Many photographers — including myself — have the urge to get the iconic shot; a unique shot of some subject; something different from the ordinary; the shot that has never been taken. Some estimate somewhere between 1 and 10 trillion photographs were taken in 2015 [1]. According to the Daily Mail, Instagram alone accounted for 113 Billion [2]. The point is the likelihood of getting that unique shot is pretty small, especially when it comes to travel photography. 

As I looked through the Winogrand collection at the AGO last week, it struck me that so many of the shots were of rather ordinary events [3].  The appeal to me of many of the shots was largely from the memories evoked rather than the artistic style, message, uniqueness, etc. These shots seem so ordinary. Given the stature of this photographer, and the wide recognition of his work, my subdued reaction lead me to ask what I was missing?

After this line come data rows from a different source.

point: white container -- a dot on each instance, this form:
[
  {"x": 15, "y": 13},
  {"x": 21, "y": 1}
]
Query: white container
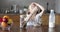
[{"x": 52, "y": 19}]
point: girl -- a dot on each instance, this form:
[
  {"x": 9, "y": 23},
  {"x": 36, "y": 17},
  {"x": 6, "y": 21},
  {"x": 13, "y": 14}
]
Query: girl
[{"x": 34, "y": 15}]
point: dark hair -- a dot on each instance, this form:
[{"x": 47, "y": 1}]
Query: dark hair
[{"x": 38, "y": 11}]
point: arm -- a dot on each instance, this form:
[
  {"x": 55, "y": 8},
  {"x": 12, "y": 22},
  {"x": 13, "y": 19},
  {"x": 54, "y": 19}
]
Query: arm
[{"x": 41, "y": 7}]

How come I didn’t get it?  

Winogrand is quoted as saying “No one moment is most important; any moment can be something.” Within the context of that quote I rethought his collection as one of moments and how common many of these moments are to each of us in our lives.   In their commodity a connection can be found and shared. Something that brings together; we all see something here that we want to remember. And so it is, that while my snapshots are of ordinary subjects, shot a hundred time before, they capture moments of something that I will recall when I see the picture again at some future date and then I will relive the delight I enjoyed on the first occasion.